Corollary 3. When the labour market is competitive, that is 𝑤=−𝑤, a child allowance policy monotonically increases fertility.

Proof. If 𝑤=−𝑤, then 𝑢=0 and 𝑛′(𝛽)>0.

Propositions 1 and 2 show that if the output elasticity of capital is small, the introduction of a child allowance monotonically reduces fertility, as the negative income effect due to the increased unemployment rate always prevails. This effect is due to the interaction of the fertility rate with both the union’s wage and unemployment rate. When this interaction is absent, that is, the labour market is competitive, the effect of a child allowance on fertility is straightforward, that is labour market institutions matter.

In order to show whether our findings are plausible for actual small open economies, we note that the threshold value of the output elasticity of capital (̂𝛼) below which the child allowance reduces fertility depends on both the parents’ relative taste for children and the subjective discount factor. Authoritative empirical literature [23] finds that the output elasticity of capital for developed countries is around 1/3, as also point out by Zhang et al. [24]. Then, by assuming that 𝜒=0.3 [25, page 25] and 𝜙 is included in the range (0.44,0.6) [24], (Note that we have used a different parametrization with respect to Zhang et al. [24] with regard to preferences. Indeed, Zhang et al. [24, page 501] notice that “The taste for the number of children is in the range 0.8≤𝜂≤1.5 (which corresponds to 0.44≤𝜙≤0.6 with respect to our specification of parameters); 𝜂>1.5 seems unlikely since such a high value means that individuals care about the number of children far more than own consumption and the welfare of children. The capital income share parameter is 0.3 (1.4≤𝜃≤1.3 is widely used).”) we may conclude that even in the less favourable case (𝜙=0.44), the child policy acts as a fertility disincentive in developed countries irrespective of the size of the child allowance, especially when individuals care about their children not too less than own consumption.

Our findings require, however, some caveats due to the specific assumptions with regard to preferences, technology, tax financing of both child allowance and unemployment benefit expenditures, childrearing costs, and union’s behaviour. In particular, the assumption of the child cost in terms of consumption good instead of time cost deserves some comments. In fact, if child costs were modelled in terms of forgone work time, the labour would become elastically supplied, and thus additional effects of child allowance would emerge: on the one hand, higher participation rates in the labour market (since child care can be outsourced) and possibly higher taxes may occur; on the other hand, the child subsidy can increase income earned by workers (since more time can be allocated to earning wage in the labour market), so altering the wages negotiated by unions. These additional effects work in the direction of mitigating the negative effect of the child allowance on fertility as suggested in the paper. Moreover, it may be the case that unionised economies with higher participation rates might experience, as conventional wisdom believes, higher fertility rates if child subsidies were provided.

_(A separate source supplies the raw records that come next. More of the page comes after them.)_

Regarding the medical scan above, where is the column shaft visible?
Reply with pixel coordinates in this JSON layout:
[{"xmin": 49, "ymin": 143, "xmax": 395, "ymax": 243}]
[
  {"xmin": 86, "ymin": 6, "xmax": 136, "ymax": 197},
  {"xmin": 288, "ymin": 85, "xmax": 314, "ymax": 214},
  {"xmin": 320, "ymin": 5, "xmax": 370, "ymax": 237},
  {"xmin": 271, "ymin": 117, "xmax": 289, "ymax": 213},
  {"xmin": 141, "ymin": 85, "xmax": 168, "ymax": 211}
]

Finally we consider, also for a future comparison with the results of this paper, some results of the vast empirical literature dealing with the effects of various family policy instruments. More in detail, with regard to the type of policies implemented to increase fertility, policy makers have used several instruments: tax incentives (earned income tax credit (EITC) in the US, working tax credit (WTC) in the UK or the french family tax splitting to direct cash transfer to families with children, in turn distinguished in universal child benefits (like those assumed in the present paper) or child care facilities and parental leave schemes. However the empirical estimates of the effects of these instruments on fertility is controversial. (For instance, Haan and Wrohlich [26, page 1] note that “The evidence about the success of these policy instruments for fostering female employment or fertility is mixed,” while Kalwij [27, page 504] states that “the empirical evidence on the extent to which fertility is affected by family-friendly labour market policies, such as maternity leave and childcare, is scarce and inconclusive”).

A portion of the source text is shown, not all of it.